The pairing of Taiwanese and Chinese food with wine is a genuine editorial challenge. The cuisine's range of textures and heat levels , from the cold precision of jellyfish or century egg to the aggressive spice of mapo tofu or chili oil wontons , requires a list built with thought rather than default French red selections. A list that earns three consecutive top-three placements from a specialist wine publication has, at minimum, been built with intention. The scallion pancake martini, frequently cited in reviews, points to a drinks program willing to bridge the two worlds rather than treating them as separate categories.
The Room and the Address
SoHo's Prince Street address puts Pinch Chinese in a neighbourhood where the dinner competition is mostly European-leaning, from Italian trattorias to bistro-format French. The lanterns overhead and the active front bar create a room that reads as specifically Chinese in its reference points rather than a general pan-Asian fusion register , a distinction that matters to anyone eating here with a point of comparison. The window into the kitchen reinforces that the cooking, not the interior styling, carries the weight.
In the broader context of New York's dining hierarchy, Pinch Chinese is operating in a different price register from the formal tasting-menu rooms that dominate the city's award landscape. Le Bernardin, Atomix, Eleven Madison Park, and Masa all sit at the far end of the price spectrum. Pinch Chinese at $$ with Bib Gourmand recognition and a wine program that ranks nationally is positioned as the kind of restaurant that serious eaters return to on rotation rather than reserve for occasion dining.
The kitchen operates under chef Charlie Chen.
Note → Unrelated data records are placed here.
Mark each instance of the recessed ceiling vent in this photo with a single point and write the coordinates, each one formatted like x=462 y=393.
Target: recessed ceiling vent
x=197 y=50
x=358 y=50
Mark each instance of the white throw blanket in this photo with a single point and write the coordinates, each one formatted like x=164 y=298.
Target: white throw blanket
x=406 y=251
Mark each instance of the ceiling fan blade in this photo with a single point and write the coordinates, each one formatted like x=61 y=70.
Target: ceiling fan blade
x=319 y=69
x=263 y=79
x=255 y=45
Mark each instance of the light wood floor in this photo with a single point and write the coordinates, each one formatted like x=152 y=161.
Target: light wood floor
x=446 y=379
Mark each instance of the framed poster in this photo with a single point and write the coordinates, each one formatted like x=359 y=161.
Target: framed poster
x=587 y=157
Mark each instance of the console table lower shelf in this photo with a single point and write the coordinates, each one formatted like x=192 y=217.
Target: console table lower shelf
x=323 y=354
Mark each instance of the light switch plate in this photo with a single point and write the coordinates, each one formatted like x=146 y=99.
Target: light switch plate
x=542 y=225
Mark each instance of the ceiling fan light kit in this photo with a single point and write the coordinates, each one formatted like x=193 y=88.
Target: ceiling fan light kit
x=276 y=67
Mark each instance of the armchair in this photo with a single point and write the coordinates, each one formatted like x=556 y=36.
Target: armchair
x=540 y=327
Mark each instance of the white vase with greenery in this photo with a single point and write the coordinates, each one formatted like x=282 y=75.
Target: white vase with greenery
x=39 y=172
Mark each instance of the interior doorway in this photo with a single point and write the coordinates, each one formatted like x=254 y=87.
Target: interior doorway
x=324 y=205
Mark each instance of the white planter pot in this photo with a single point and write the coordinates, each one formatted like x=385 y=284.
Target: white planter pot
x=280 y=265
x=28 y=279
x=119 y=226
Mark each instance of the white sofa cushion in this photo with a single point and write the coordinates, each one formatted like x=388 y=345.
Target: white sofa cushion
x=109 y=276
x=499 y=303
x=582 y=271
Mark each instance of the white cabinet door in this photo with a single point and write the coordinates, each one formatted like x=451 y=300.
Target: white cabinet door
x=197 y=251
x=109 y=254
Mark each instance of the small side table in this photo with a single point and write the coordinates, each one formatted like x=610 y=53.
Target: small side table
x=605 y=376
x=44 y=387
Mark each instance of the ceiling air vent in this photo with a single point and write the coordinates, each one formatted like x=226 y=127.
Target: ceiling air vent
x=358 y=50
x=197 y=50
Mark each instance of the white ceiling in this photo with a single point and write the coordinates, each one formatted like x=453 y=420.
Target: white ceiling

Beyond that attribution, the useful frame is what the food achieves: it draws clearly on the Taiwanese and Chinese cooking traditions rather than adapting them for a perceived upscale audience, which is a harder commercial choice to make in a neighbourhood like SoHo than it might appear.
Planning a Visit
Pinch Chinese opens for dinner Monday through Thursday from 5 to 10 pm, and Friday from 5 to 11 pm. Weekend hours extend to lunch service: Saturday runs noon to 11 pm, Sunday noon to 10 pm. The Saturday and Sunday lunch windows are worth noting for anyone who finds the weeknight dinner slots competitive , casual Chinese lunch in SoHo is a relatively unusual offer, and the shorter midday service may be less crowded than prime Friday and Saturday dinner. The restaurant is at 177 Prince Street in SoHo, direct to reach by subway on the C/E lines at Spring Street or the N/R/W at Prince Street. Google reviewers give it 4.3 across 890 reviews, a volume that indicates sustained traffic across both regulars and first-timers.
For broader New York planning, EP Club covers the full range: see our full New York City restaurants guide, hotels guide, bars guide, wineries guide, and experiences guide. For US comparisons at the opposite end of the formality spectrum, The French Laundry in Napa, Alinea in Chicago, Lazy Bear in San Francisco, Single Thread Farm in Healdsburg, Providence in Los Angeles, and Emeril's in New Orleans represent the tasting-menu tier. Internationally, 8½ Otto e Mezzo Bombana in Hong Kong and Alain Ducasse at Louis XV in Monte Carlo offer reference points for what formal dining looks like at the leading of the global market.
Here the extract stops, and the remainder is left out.